Paylaş
Lakin futbol, kartvizitler ve unvanların çok çabuk geçmişe karıştığı ve her yeni adımda kendinizi yeniden kanıtlamak zorunda olduğunuz uzun bir koridor... Bu tabloda G.Saray’ın kanıtlamak zorunda olduğu şey de artık üzerine adeta tarihsel bir misyon olarak yüklenen ’içimizdeki Avrupalı’ kimliğiydi. Bu kimliğe son iki sezonda halel gelmedi. Serüvenin bu sezon nasıl bir yöne evrileceği konusunda önemli bir virajdı dünkü mücadele...

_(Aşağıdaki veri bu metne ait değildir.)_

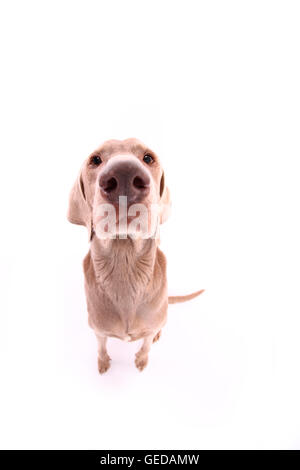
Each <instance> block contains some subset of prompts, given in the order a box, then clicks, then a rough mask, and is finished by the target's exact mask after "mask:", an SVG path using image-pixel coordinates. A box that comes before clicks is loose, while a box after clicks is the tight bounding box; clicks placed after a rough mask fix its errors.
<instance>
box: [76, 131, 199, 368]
mask: <svg viewBox="0 0 300 470" xmlns="http://www.w3.org/2000/svg"><path fill="white" fill-rule="evenodd" d="M170 205H171V202H170V193H169V189H168V187H167V186H166V183H165V177H164V172H163V170H162V167H161V164H160V162H159V159H158V157H157V155H156V154H155V153H154V152H153V151H152V150H150V149H148V148H147V147H145V146H144V145H143V144H142V143H141V142H139V141H138V140H136V139H127V140H123V141H119V140H109V141H107V142H105V143H104V144H103V145H102V146H101V147H99V149H98V150H96V151H95V152H93V153H92V154H91V155H90V156H89V157H88V159H87V160H86V161H85V162H84V164H83V166H82V169H81V171H80V174H79V177H78V179H77V180H76V182H75V184H74V186H73V188H72V191H71V195H70V201H69V210H68V220H69V221H70V222H71V223H73V224H79V225H85V226H86V228H87V230H88V237H89V241H90V250H89V252H88V254H87V256H86V257H85V259H84V261H83V268H84V276H85V291H86V298H87V309H88V315H89V325H90V326H91V328H93V330H94V331H95V334H96V337H97V340H98V369H99V372H100V374H103V373H104V372H106V371H107V370H108V369H109V367H110V357H109V356H108V354H107V349H106V343H107V338H108V337H109V336H111V337H115V338H119V339H122V340H125V341H135V340H138V339H140V338H143V344H142V347H141V349H140V350H139V351H138V352H137V354H136V359H135V364H136V367H137V368H138V369H139V370H140V371H142V370H143V369H144V368H145V366H146V365H147V362H148V353H149V350H150V347H151V344H152V343H153V342H155V341H157V340H158V339H159V337H160V334H161V329H162V328H163V326H164V325H165V323H166V320H167V309H168V303H175V302H183V301H186V300H189V299H192V298H194V297H196V296H197V295H199V294H201V293H202V292H203V290H200V291H198V292H195V293H193V294H190V295H187V296H180V297H168V293H167V277H166V258H165V255H164V254H163V253H162V251H161V250H160V249H159V247H158V245H159V225H160V224H162V223H163V222H165V221H166V220H167V218H168V215H169V211H170Z"/></svg>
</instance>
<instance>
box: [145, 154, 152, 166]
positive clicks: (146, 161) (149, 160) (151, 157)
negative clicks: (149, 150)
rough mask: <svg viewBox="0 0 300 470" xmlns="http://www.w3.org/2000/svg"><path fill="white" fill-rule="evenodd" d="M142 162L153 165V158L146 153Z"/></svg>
mask: <svg viewBox="0 0 300 470" xmlns="http://www.w3.org/2000/svg"><path fill="white" fill-rule="evenodd" d="M143 160H144V162H145V163H147V164H148V165H150V163H153V162H154V158H153V157H152V156H151V155H149V153H146V155H145V156H144V158H143Z"/></svg>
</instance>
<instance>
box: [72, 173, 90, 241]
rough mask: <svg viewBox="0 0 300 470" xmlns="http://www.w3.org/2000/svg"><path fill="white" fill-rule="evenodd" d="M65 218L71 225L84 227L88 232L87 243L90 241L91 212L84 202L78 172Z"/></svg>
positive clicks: (79, 175)
mask: <svg viewBox="0 0 300 470" xmlns="http://www.w3.org/2000/svg"><path fill="white" fill-rule="evenodd" d="M67 218H68V221H69V222H71V224H77V225H85V226H86V228H87V230H88V237H89V241H90V240H91V238H92V210H91V208H90V207H89V204H88V203H87V200H86V193H85V189H84V184H83V178H82V172H80V174H79V176H78V178H77V179H76V181H75V183H74V185H73V188H72V189H71V194H70V199H69V208H68V214H67Z"/></svg>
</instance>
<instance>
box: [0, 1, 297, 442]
mask: <svg viewBox="0 0 300 470" xmlns="http://www.w3.org/2000/svg"><path fill="white" fill-rule="evenodd" d="M299 20H300V8H299V3H298V2H292V1H252V2H248V1H227V2H218V1H186V2H180V1H175V2H168V1H166V2H151V3H149V2H144V1H139V2H136V1H127V2H120V1H111V2H103V1H102V2H101V1H95V2H92V1H84V2H83V1H72V2H71V1H60V2H56V1H54V2H37V1H36V2H34V1H28V2H17V1H15V2H8V1H7V2H5V1H4V2H1V6H0V36H1V37H0V39H1V41H0V43H1V79H0V80H1V91H0V93H1V111H0V121H1V131H2V132H1V142H0V146H1V147H0V150H1V185H0V191H1V213H2V219H1V245H0V256H1V269H0V279H1V317H0V322H1V324H0V352H1V379H0V380H1V389H0V394H1V401H0V411H1V422H0V446H1V447H2V448H25V449H28V448H33V449H34V448H71V449H73V448H80V449H82V448H83V449H85V448H98V449H105V448H106V449H117V448H119V449H135V448H144V449H151V448H157V449H161V448H169V449H172V448H173V449H184V448H188V449H201V448H204V449H215V448H225V449H228V448H299V446H300V432H299V418H300V413H299V392H300V386H299V385H300V384H299V327H300V320H299V303H300V301H299V265H300V259H299V258H300V257H299V235H300V234H299V196H300V194H299V193H300V191H299V150H300V148H299V147H300V145H299V109H300V106H299V105H300V96H299V95H300V94H299V83H300V67H299V44H300V43H299V41H300V31H299ZM127 137H137V138H139V139H141V140H142V141H144V142H145V143H146V144H147V145H149V147H150V148H153V150H154V151H156V152H157V153H158V154H159V155H160V157H161V159H162V161H163V164H164V167H165V173H166V179H167V182H168V184H169V186H170V189H171V194H172V199H173V213H172V217H171V219H170V220H169V221H168V222H167V224H166V225H165V226H163V227H162V233H161V238H162V249H163V250H164V252H165V253H166V255H167V258H168V279H169V290H170V293H171V294H185V293H189V292H191V291H193V290H195V289H199V288H205V289H206V292H205V293H204V294H203V295H202V296H201V297H200V298H198V299H196V300H194V301H192V302H189V303H186V304H182V305H176V306H170V308H169V320H168V324H167V326H166V328H165V329H164V331H163V334H162V337H161V340H160V341H159V342H158V343H157V344H155V345H154V346H153V348H152V350H151V352H150V361H149V365H148V367H147V369H146V370H145V371H144V372H142V373H139V372H138V371H137V370H136V369H135V367H134V353H135V351H136V350H137V349H138V344H137V343H131V344H127V343H122V342H119V341H117V340H111V341H110V342H109V344H108V349H109V353H110V355H111V357H112V366H111V369H110V370H109V372H108V373H107V374H106V375H104V376H99V374H98V372H97V361H96V358H97V354H96V341H95V339H94V336H93V332H92V330H90V329H89V327H88V325H87V312H86V304H85V296H84V288H83V273H82V259H83V257H84V256H85V254H86V252H87V250H88V243H87V234H86V231H85V229H84V228H83V227H76V226H73V225H70V224H68V222H67V221H66V210H67V201H68V194H69V190H70V188H71V186H72V183H73V181H74V179H75V178H76V175H77V173H78V171H79V168H80V165H81V164H82V162H83V160H84V159H85V158H86V157H87V156H88V154H89V153H90V152H91V151H93V150H94V149H95V148H96V147H97V146H98V145H99V144H100V143H101V142H103V141H104V140H105V139H107V138H120V139H122V138H127Z"/></svg>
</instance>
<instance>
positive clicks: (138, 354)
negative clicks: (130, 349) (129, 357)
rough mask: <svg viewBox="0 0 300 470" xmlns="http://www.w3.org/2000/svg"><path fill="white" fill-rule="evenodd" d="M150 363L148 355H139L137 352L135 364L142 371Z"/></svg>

Maça gelirsek (keşke hiç gelmesek!) Arsenal karşısında aynı kişiden (Welbeck) aynı gollerden yiyen sarı kırmızılılar dün de iki ayrı kanattan iki aynı golü, yine aynı kişiden (Aubameyang) yedi ve gardını düşürdü. Cılız ataklarla şeref golü aranırken 41’de Reus derbi kahramanı Sneijder’e selam sarkıtan bir vuruşla farkı üçe çıkardı. Bu gol ’Bize ayrılan sürenin sonuna geldik’ anlamına gelebilirdi ama matematik sağ olsun! Girer girmez ağları havalandıran Ramos ise sadece skoru resmileştirdi.
Teselli arayacaklar
Hem önceki geceki farklı skorlar hem de G.Saray’ın bu sezonki Avrupa performansı gösterdi ki ’futbolda bazı takımlar arasındaki fark’ yeniden açılmış. Arsenal ve Dortmund’a ‘böyle’ yenilmek sorun. Kalan maçlarda sarı kırmızılılar hem prestij, hem de Avrupa’daki yol haritası için mücadele edecek. Ama görünen o ki asıl teselliyi ‘Annemizin ligi’nde arayacaklar. Bu sezonki Şampiyonlar Ligi’nin şöyle kötü bir hatırası oldu, futbolumuzun Avrupa’daki en pırıltılı yolculuğu olan 2000 UEFA Kupası şampiyonluğunda G.Saray hem Dortmund’u hem Arsenal’i üzmüştü. Rakipler, hesapları son 2 maçta kapattı.